I feel like it has to do with the amount of context. So, I'm sharing all of this because that's been my experience. Uh it makes it even more laughable when people are like, "Oh, like we're we can get rid of developers because we can just do this." Like, no, no, you can't. It can't even basically do a repeat thing 19 times without completely screwing the whole thing up. You cannot yet replace developers. I'm so sorry. I'm so sorry that anything you're building purely with AI is an absolute facade of what software engineering is. That's not to say, I want to be very clear about this. That's not to say that this type of stuff will not be able to do it more effectively. I think it absolutely will be able to. I think that it will be amazing when it can. I'm very excited for it.

But right now, absolutely not, man. Like it's laughable. Or is that called Is that called lovable? Get it? Good joke. Um yeah. So I'm I am still going to even though it's a little bit painful, I'm going to keep using agent mode where I can because I want to learn and understand it better. That's going to mean it's going to be painful for certain things for a while and that's how it is. Right. That's that's how it is for now. But I'm going to keep learning. As the stuff gets better, I'm going to be already leveraging it.

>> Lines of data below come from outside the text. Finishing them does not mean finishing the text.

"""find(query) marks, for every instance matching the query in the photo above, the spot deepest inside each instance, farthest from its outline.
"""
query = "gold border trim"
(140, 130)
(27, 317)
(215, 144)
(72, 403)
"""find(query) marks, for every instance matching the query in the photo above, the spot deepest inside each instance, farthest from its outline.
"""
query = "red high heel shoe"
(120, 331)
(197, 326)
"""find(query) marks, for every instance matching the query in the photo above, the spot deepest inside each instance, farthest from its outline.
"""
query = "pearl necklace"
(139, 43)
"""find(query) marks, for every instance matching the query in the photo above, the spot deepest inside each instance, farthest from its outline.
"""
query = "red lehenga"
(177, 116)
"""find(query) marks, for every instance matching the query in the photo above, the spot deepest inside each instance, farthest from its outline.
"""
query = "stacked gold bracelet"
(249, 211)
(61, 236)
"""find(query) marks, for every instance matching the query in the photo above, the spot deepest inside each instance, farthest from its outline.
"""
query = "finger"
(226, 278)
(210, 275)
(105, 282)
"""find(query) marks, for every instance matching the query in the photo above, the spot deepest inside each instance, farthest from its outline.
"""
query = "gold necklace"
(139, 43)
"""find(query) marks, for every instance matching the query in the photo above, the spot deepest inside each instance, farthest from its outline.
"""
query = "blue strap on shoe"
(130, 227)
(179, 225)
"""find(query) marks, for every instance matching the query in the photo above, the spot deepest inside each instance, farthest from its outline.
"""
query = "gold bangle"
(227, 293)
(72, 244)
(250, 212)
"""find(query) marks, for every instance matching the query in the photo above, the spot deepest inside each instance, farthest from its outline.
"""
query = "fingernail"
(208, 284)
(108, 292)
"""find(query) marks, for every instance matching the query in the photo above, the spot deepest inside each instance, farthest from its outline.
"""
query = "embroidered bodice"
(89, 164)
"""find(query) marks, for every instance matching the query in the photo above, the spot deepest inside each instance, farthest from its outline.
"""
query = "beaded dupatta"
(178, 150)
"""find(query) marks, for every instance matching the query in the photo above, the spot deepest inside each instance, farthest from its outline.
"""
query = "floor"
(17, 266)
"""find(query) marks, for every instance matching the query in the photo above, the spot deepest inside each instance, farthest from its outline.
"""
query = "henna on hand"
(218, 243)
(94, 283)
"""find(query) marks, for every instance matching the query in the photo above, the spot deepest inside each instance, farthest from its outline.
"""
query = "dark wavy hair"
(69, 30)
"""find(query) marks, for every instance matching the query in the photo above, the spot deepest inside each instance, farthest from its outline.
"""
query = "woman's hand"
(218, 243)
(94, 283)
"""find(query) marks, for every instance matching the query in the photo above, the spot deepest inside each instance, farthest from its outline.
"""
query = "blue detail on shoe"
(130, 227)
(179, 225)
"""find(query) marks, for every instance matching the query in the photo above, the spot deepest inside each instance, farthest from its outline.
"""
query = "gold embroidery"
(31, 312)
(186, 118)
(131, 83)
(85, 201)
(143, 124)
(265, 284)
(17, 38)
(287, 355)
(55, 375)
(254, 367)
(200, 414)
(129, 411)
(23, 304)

Uh by the time it's really awesome, I don't want to be using it for the first time. So that's where I'm at. I'm going to be coding a lot more today. I'll see you later.

Frequently Asked Questions

These Q&A summaries are AI-generated from the video transcript and may not reflect my exact wording. Watch the video for the full context.

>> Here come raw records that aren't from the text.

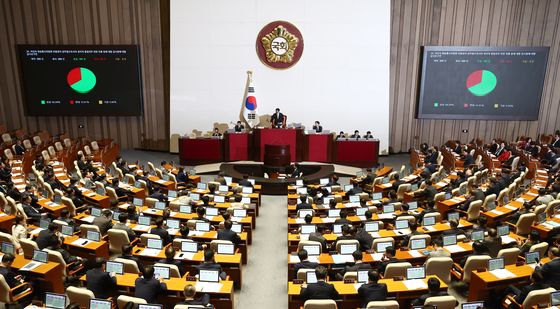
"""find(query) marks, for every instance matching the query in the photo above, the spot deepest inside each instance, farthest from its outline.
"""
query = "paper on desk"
(454, 248)
(415, 284)
(208, 287)
(342, 258)
(502, 273)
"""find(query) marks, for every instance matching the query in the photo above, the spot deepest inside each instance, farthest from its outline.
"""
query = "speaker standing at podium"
(277, 119)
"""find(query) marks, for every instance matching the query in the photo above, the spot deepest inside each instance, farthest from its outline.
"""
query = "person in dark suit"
(148, 287)
(433, 290)
(277, 119)
(318, 127)
(303, 262)
(239, 127)
(190, 292)
(104, 221)
(551, 270)
(48, 238)
(227, 234)
(319, 290)
(101, 283)
(372, 291)
(210, 264)
(160, 231)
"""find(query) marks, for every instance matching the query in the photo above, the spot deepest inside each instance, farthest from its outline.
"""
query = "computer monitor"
(477, 235)
(348, 248)
(173, 223)
(429, 221)
(114, 267)
(497, 263)
(144, 220)
(55, 301)
(8, 248)
(503, 230)
(382, 246)
(93, 236)
(240, 213)
(401, 224)
(96, 212)
(312, 249)
(372, 226)
(388, 208)
(159, 205)
(532, 257)
(40, 256)
(202, 226)
(189, 246)
(226, 249)
(449, 240)
(417, 244)
(308, 228)
(473, 305)
(310, 277)
(415, 273)
(185, 209)
(161, 272)
(154, 243)
(334, 213)
(206, 275)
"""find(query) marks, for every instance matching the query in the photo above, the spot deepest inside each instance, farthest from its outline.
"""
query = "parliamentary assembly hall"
(279, 154)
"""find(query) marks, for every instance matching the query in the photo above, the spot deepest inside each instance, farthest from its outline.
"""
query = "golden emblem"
(279, 45)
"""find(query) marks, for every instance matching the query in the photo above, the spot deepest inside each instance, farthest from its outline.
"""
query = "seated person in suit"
(170, 259)
(104, 221)
(121, 225)
(239, 127)
(210, 263)
(433, 290)
(372, 291)
(190, 293)
(160, 231)
(303, 262)
(319, 290)
(148, 287)
(227, 234)
(317, 127)
(277, 119)
(101, 283)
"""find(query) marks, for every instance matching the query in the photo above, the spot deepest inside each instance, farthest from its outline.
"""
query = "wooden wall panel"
(87, 22)
(468, 22)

What challenges did you face using AI agents like Cursor for refactoring repetitive code?
I found that Cursor often failed to produce compiling code and missed spots in the refactor, requiring me to manually fix everything it touched. It also removed critical calls in the code, causing important features to break. Overall, it was a huge distraction and not a time saver because I had to redo much of the work.
How does the context size of a codebase affect the effectiveness of AI agents in coding tasks?
The large context size of my codebase, with over 100 projects and many plugins, seems to overwhelm the AI agents like Cursor. Even when focusing on a few projects at a time, the agent struggles to handle the broad context effectively. This limitation appears to be a key reason why the agent mode is currently ineffective for large-scale refactoring.
What is your current stance on AI replacing software developers based on your experience?
Based on my experience, AI agents are not yet capable of replacing developers, especially for complex or repetitive tasks. They often produce incorrect or incomplete code that requires significant human intervention. While I believe AI will improve and become more useful in the future, right now it's laughable to think developers can be replaced by these tools.